Jul 13, 2009
Postal (2007) (part 1 of 2)
Welcome to the sixth installment of Razzie Contenders: 2009 Edition! In this special series of mini-recaps, the Agony Booth staff takes a long, unflinching look at the awful movies that got nominated (or should have been nominated) for Razzie Awards in 2009!
Check out the other recaps in this series: The Love Guru by Ed Harris, In the Name of the King: A Dungeon Siege Tale by Ryan Lohner, 10,000 B.C. by Jessica Ritchey, The Hottie & the Nottie by Albert, The Day the Earth Stood Still by Mark “Scooter” Wilson!
SUMMARY: In this film adaptation of the well-known literary classic, an unemployed dude, a New Age church, and the Taliban all battle for control of a truckload of stuffed scrotums containing deadly bird flu.
Teutonic auteur Dr. Uwe Boll is back again with his latest—and perhaps greatest—masterpiece, Postal. Boll, well known for his blockbuster, masterstroke adaptations of literary classics, visits that genre once again with Postal, which is, of course, adapted from Jonathan Swift’s famous satiric novel of the same name.
In the past, Dr. Boll has been accused—falsely, to these ears—of being rather too slavish in his adaptations, and following his sources too closely. Well, critics, take heed! Postal fully captures (and dare I say, improves upon) the spirit and wit of Swift’s original, while at the same time successfully moving the action to modern times. It’s gratifying, even heartwarming, to see a filmmaker such as Dr. Boll grow into his art. Dr. Boll’s earlier works like House of the Dead set the bar high; Postal shows that Boll still knows how to raise it even higher with each successive cinematic triumph.
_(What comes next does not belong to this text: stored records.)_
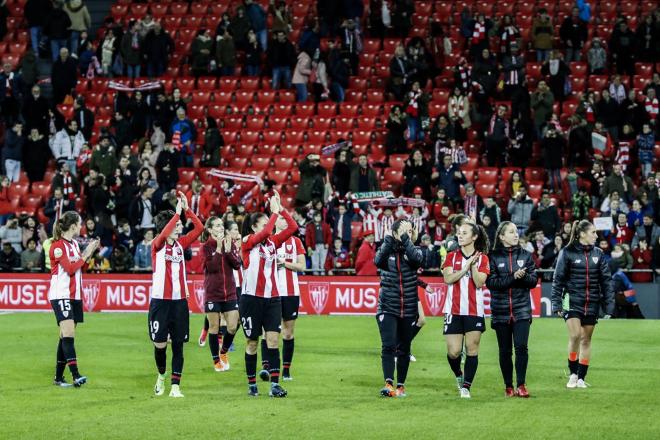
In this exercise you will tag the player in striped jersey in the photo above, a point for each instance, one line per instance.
(465, 271)
(168, 305)
(260, 306)
(65, 293)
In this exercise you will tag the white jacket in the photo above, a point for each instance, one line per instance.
(62, 146)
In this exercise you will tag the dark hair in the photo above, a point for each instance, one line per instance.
(64, 223)
(162, 219)
(578, 227)
(500, 230)
(481, 244)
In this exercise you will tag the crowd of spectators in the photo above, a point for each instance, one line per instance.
(597, 160)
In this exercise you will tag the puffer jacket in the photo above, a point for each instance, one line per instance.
(510, 299)
(398, 262)
(582, 282)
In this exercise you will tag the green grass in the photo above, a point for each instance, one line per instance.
(335, 392)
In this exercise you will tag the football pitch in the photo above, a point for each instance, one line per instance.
(334, 393)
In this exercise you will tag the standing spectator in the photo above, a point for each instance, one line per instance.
(158, 45)
(301, 75)
(542, 33)
(57, 28)
(131, 50)
(80, 22)
(573, 33)
(64, 76)
(281, 56)
(318, 237)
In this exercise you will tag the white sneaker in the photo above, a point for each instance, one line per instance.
(176, 392)
(159, 388)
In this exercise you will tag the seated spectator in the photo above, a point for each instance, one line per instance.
(338, 257)
(364, 262)
(31, 257)
(9, 258)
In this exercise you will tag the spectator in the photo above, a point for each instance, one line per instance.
(64, 76)
(57, 29)
(312, 183)
(363, 177)
(520, 208)
(546, 216)
(364, 262)
(183, 136)
(281, 56)
(573, 34)
(225, 53)
(9, 258)
(142, 260)
(158, 45)
(596, 57)
(67, 145)
(31, 257)
(131, 50)
(337, 258)
(542, 34)
(12, 152)
(80, 22)
(318, 237)
(301, 75)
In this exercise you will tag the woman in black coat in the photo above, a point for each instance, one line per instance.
(582, 285)
(512, 275)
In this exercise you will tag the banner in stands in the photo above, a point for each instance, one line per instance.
(347, 295)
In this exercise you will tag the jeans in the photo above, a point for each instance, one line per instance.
(35, 38)
(301, 92)
(281, 74)
(132, 71)
(514, 334)
(55, 46)
(13, 169)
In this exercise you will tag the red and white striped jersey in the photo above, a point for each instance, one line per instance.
(169, 280)
(65, 270)
(260, 258)
(288, 279)
(463, 297)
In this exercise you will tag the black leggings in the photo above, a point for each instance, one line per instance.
(396, 334)
(516, 334)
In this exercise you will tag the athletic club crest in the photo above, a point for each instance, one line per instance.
(198, 288)
(91, 291)
(435, 299)
(318, 295)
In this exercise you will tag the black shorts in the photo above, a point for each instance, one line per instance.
(257, 313)
(67, 309)
(220, 306)
(461, 324)
(584, 319)
(290, 305)
(169, 317)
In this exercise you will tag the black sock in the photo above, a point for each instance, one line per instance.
(160, 354)
(251, 368)
(287, 355)
(582, 370)
(455, 365)
(177, 362)
(226, 342)
(214, 346)
(264, 354)
(61, 362)
(69, 350)
(274, 364)
(471, 364)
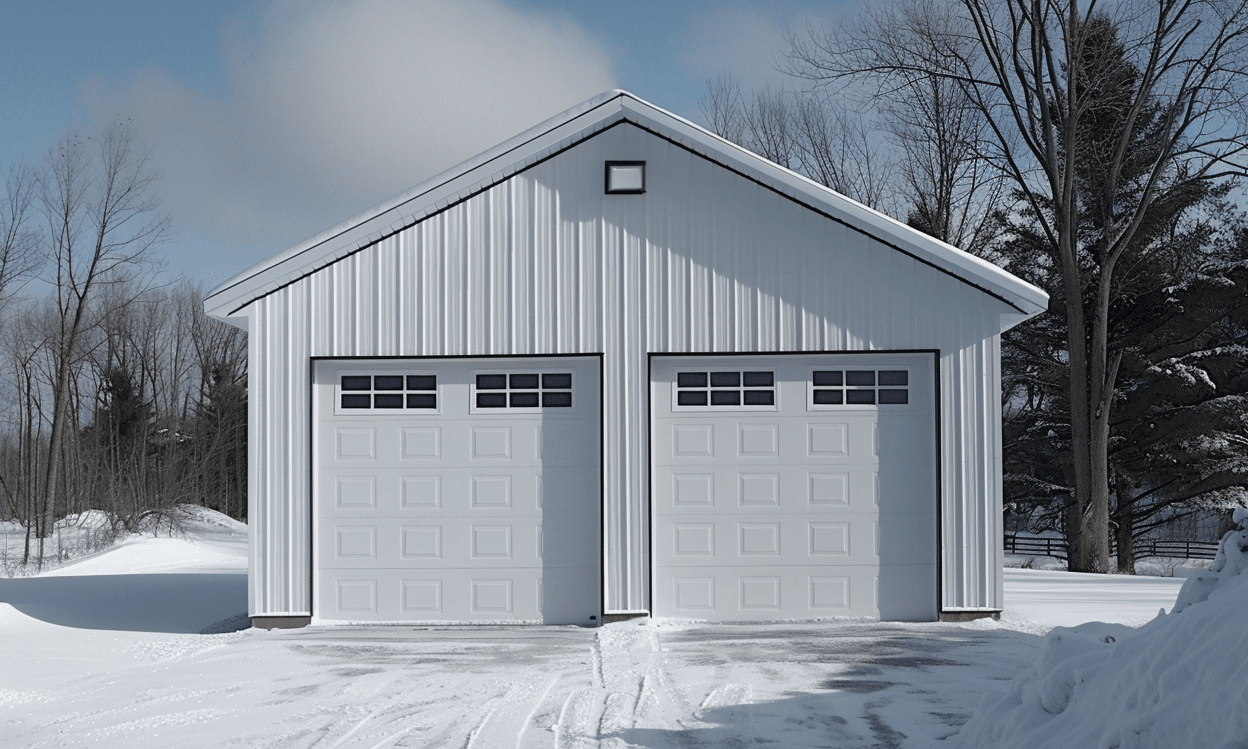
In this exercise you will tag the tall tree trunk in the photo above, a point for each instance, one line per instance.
(1125, 531)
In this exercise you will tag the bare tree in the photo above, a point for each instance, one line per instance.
(100, 211)
(806, 132)
(1032, 71)
(19, 244)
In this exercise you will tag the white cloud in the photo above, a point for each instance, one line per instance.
(749, 40)
(333, 105)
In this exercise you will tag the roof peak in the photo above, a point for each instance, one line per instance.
(577, 124)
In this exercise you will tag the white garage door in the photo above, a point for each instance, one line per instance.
(794, 487)
(457, 489)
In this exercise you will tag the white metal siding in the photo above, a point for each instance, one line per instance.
(546, 264)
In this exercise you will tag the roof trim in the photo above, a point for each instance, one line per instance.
(569, 129)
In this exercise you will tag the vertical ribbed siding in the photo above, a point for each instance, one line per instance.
(544, 262)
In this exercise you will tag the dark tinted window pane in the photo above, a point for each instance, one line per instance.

I’m sure we all remember seeing Postal in the theaters, don’t we? We were laughing, we were crying, but most of all, we were thinking. I stood for hours waiting for my turn to experience this film, and I can still recall the almost inconceivable level of anticipation in the blocks-long line. It was a thing of wonder. Even better was the group of filmgoers that gathered outside the theater afterwards, red-eyed and spent, but better for the hour and fifty minutes spent with Dr. Boll’s vision. The group I was with didn’t talk after the film. We hugged.